Demographic and health status questionnaire
The researchers developed the demographic and health status questionnaire by themselves. The demographic items included organizational type, staffing, room type, age, gender, ethnicity, religion, education, marital status, having living children or not, length of time of living in nursing homes (years), living condition before admission, income (yuan/month). The health status items included eyesight, hearing, number of diseases, sleeping status, skin conditions, occurrence of accidents in the past 30 days, all of which were based on participants’ self-report.
Modified Barthel Index
The Modified Barthel Index was used to assess 10 activities of daily living (ADL): grooming, bathing, feeding, toilet use, stair climbing, dressing, bladder, bowels, walking or wheelchair movement, and transfer (chair to bed and back) . The total score of the scale was 100, with a score ≤ 40 indicating severely dependent, 45–60 moderately dependent, 65–95 slightly dependent, and 100 completely independent.
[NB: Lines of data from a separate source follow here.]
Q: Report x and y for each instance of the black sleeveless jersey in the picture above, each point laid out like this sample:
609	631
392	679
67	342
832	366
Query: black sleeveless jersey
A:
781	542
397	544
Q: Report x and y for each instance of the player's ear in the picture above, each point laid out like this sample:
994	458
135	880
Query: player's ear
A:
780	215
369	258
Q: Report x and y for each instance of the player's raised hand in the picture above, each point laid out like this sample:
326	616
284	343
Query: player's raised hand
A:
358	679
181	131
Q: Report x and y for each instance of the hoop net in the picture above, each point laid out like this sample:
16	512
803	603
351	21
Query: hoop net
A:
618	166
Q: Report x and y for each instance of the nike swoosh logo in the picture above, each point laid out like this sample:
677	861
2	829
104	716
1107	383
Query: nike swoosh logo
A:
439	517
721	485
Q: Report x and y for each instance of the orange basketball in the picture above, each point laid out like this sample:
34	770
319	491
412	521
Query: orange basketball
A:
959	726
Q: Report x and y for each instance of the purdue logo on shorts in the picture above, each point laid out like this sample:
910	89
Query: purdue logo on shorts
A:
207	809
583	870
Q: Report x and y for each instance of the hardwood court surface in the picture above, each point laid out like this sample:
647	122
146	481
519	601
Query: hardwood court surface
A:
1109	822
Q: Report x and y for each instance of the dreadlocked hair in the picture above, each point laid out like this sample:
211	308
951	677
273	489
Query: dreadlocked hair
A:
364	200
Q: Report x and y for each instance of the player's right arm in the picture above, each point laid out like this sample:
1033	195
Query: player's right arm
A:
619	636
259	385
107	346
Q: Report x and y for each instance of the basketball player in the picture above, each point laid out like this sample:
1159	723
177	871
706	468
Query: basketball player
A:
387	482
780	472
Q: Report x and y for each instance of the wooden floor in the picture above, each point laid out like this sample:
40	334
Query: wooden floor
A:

The Cronbach’s alpha coefficient for the ADL in this study was 0.85.
The Numerical Rating Scale (NRS) for pain assessment
The NRS for pain assessment divides pain into 0–10 points: the higher the score is, the more severe the pain is. The NRS for pain assessment has a good acceptance among older population . A score of 0 indicates no pain, 1–3 mild pain, 4–6 moderate pain and 7–10 severe pain. The NRS for pain assessment has been tested by various studies and has good reliability .
The 15-item Geriatric Depression Scale (GDS-15)
GDS-15 has been widely used in the screening of depressive symptoms of older adults and has good reliability and validity . The 15-item scale assesses how older adults felt over the past week, with “yes” (scoring 1) or “no” (scoring 0) responses. Five of the questions used reverse scoring. The score ranges from 0 to 15, with higher scores suggesting more severe depression. A systematic review has shown that the Chinese version of the scale for older adults takes 4 or 5 points as the cut-off point mostly . In this study, we used a score of 5 or above to specify the existence of depression, in an effort to facilitate the comparison between similar studies. The Cronbach’s alpha coefficient for the GDS-15 in this study was 0.80.
Epidata 3.1 was used for data entry. SPSS 25.0 was adopted for statistical analysis. The counting data were described by frequency and percentages; the measurement data were examined for normality with Shapiro-Wilk test, with normally distributed data being described by mean ± standard deviation, and non- normally distributed data being described by median (interquartile range, abbreviated as IQR).
Univariate Logistic regression analysis was used to test whether there were differences in unmet needs among research participants with different characteristics. Hierarchical logistic regression analysis was then employed to analyze the influencing factors of unmet needs of the elderly nursing home residents. The criteria for including and excluding variables were αin = 0.05 and αout = 0.10.